In 1991’s Yesyears documentary, keyboardist Rick Wakeman said he could envision Yes continuing into a far-flung future, long past any current members, and carried on by others. That is exactly what is happening now.

For many reasons, the band sound has always shifted around within a Yes-specific style of rock, progressive, and pop, sometimes mildly and at times more abruptly. Its long history is broken down into eras, identified mostly by personnel and type of sound. Endorphined listeners enter and leave fandom via certain songs, time periods or personalities, but a good argument can be made that the long-term fans gain by far the fullest measure of pleasure.

Because of this fan/catalog fluidity, The Quest and Mirror to the Sky, as with past releases, will result in fans who highly approve, some who leave Yes behind, and new fans who will discover this idiosyncratic, compelling, and usually unpredictable musical storyline.



Despite what formatted radio and suggested playlists imply, listeners are capable of enjoying both country and western, and it is dirt common to find a Yes fan recommending albums as divergent as Relayer and The Ladder, or Big Generator and 2019’s superb From a Page EP. In the future, it should be no different with these compositions and arrangements by this lineup. Music listeners are well able to keep up with the variant approaches by Yes through time, and the rewards have always been there.

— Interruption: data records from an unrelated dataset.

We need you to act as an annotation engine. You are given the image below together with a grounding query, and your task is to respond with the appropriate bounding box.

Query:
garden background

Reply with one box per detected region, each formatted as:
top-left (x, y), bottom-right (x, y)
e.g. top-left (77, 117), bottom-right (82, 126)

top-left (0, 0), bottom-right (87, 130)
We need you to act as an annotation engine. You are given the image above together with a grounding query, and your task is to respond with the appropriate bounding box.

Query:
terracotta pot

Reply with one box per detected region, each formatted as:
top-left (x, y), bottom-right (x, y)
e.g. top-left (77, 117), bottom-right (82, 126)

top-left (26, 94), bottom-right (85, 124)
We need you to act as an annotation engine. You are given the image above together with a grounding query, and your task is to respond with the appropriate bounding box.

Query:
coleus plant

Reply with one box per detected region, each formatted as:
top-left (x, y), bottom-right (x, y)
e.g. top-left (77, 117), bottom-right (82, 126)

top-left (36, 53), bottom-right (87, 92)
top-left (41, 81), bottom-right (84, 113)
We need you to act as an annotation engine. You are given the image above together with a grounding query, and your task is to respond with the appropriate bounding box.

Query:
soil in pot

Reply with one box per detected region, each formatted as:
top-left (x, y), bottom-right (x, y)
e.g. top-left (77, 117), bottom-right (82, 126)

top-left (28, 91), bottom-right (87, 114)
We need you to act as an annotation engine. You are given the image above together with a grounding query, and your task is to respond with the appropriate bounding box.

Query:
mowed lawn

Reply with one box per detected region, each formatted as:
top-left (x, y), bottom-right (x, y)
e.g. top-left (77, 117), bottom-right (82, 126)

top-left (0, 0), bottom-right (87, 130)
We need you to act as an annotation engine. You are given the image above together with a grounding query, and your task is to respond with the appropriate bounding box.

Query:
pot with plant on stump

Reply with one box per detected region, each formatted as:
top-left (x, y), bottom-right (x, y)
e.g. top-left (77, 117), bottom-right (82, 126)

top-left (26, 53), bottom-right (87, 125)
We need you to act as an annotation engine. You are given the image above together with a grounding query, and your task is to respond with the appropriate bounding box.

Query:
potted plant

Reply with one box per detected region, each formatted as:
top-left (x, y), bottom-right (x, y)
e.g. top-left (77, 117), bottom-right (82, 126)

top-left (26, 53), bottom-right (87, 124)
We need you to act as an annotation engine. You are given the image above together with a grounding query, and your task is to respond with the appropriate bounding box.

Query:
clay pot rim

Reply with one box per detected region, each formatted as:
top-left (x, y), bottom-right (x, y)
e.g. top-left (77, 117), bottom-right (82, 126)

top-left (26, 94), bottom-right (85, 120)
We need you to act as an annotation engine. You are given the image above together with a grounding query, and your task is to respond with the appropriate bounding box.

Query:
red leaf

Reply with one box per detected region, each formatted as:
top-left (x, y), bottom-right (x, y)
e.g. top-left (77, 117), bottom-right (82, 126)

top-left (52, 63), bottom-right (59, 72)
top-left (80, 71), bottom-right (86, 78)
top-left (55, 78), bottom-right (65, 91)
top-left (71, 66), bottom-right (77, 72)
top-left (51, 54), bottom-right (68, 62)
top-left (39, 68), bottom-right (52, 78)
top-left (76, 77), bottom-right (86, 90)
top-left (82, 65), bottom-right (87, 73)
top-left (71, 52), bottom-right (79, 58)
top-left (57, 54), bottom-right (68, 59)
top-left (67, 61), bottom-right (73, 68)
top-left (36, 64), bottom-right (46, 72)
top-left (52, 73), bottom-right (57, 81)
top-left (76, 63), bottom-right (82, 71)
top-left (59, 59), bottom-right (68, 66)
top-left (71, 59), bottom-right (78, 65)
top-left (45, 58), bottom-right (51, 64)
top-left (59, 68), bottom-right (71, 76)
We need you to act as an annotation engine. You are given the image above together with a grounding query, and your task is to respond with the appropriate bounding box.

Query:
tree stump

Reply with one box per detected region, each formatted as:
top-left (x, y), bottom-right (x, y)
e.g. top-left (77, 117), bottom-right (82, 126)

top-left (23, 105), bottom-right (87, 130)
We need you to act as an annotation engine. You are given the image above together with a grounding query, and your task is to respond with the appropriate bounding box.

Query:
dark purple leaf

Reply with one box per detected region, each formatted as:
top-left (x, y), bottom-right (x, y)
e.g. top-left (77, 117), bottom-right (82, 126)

Is the new music enjoyable? Critics are dandruff; go listen and you decide. If a “new sound” is the biggest hurdle, it is still easy enough to imagine both “Cut From the Stars” and “All Connected” pleasing established fans, and attracting new ones who are unencumbered by any biases of a past period. They move.

In this moment of pause, it feels as if dust has settled. Positions are set. Maestro Howe is the pivot point with 50 years tenure. Geoff Downes played keys on 1980’s Drama album and has been back since 2011. Billy Sherwood has been associated with the band since the late 1980s as a sideman, member (1997-2000), producer and more, leaving Davison and now Schellen to be labeled the new guys. This is a good balance of heritage and fresh influence, which is the way most Yes music has been created.

The current incarnation is going to make itself felt in the same manner as any of the myriad past lineups, driven by their own muses within a Yes framework that they interpret and expand on as they operate. The music will do the talking, and Yes music has always been worth the listen.